Global and Local Nilpotent Bases of Matrices

TL;DR

This paper explores the properties of Witt bases in Clifford geometric algebras, introducing local duality and linking it to Fourier and Wavelet transforms, with implications for matrix representations.

Contribution

It introduces a new concept of local duality in Witt bases and connects it to Fourier and Wavelet transforms, expanding understanding of geometric algebra structures.

Findings

Local duality enables defining real geometric algebras via complexification.

A relationship between duality concepts and matrix representations is established.
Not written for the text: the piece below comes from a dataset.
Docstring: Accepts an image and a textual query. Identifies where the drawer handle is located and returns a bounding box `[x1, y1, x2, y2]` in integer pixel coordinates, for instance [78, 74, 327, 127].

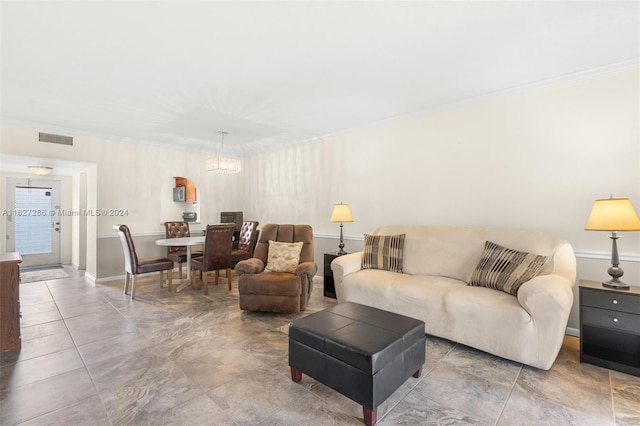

A connection between duality and Fourier/Wavelet transforms is demonstrated.

Abstract

In studying the unusual properties of a special Witt basis of a Clifford geometric algebra with a Lorentz metric, a new concept of local duality makes it possible to define any real geometric algebra by complexifying this structure. Whereas a global basis of Witt null vectors is defined in terms of a pair of correlated Grassmann algebras in a geometric algebra of neutral signature, the special Witt basis of a Lorentz geometric algebra is defined in terms of a single Grassmann algebra. The relationship between these different concepts of duality, and their matrix representations, is studied in terms of simple examples. A surprising connection is exhibited between discrete Fourier and Wavelet transforms and the concept of local duality.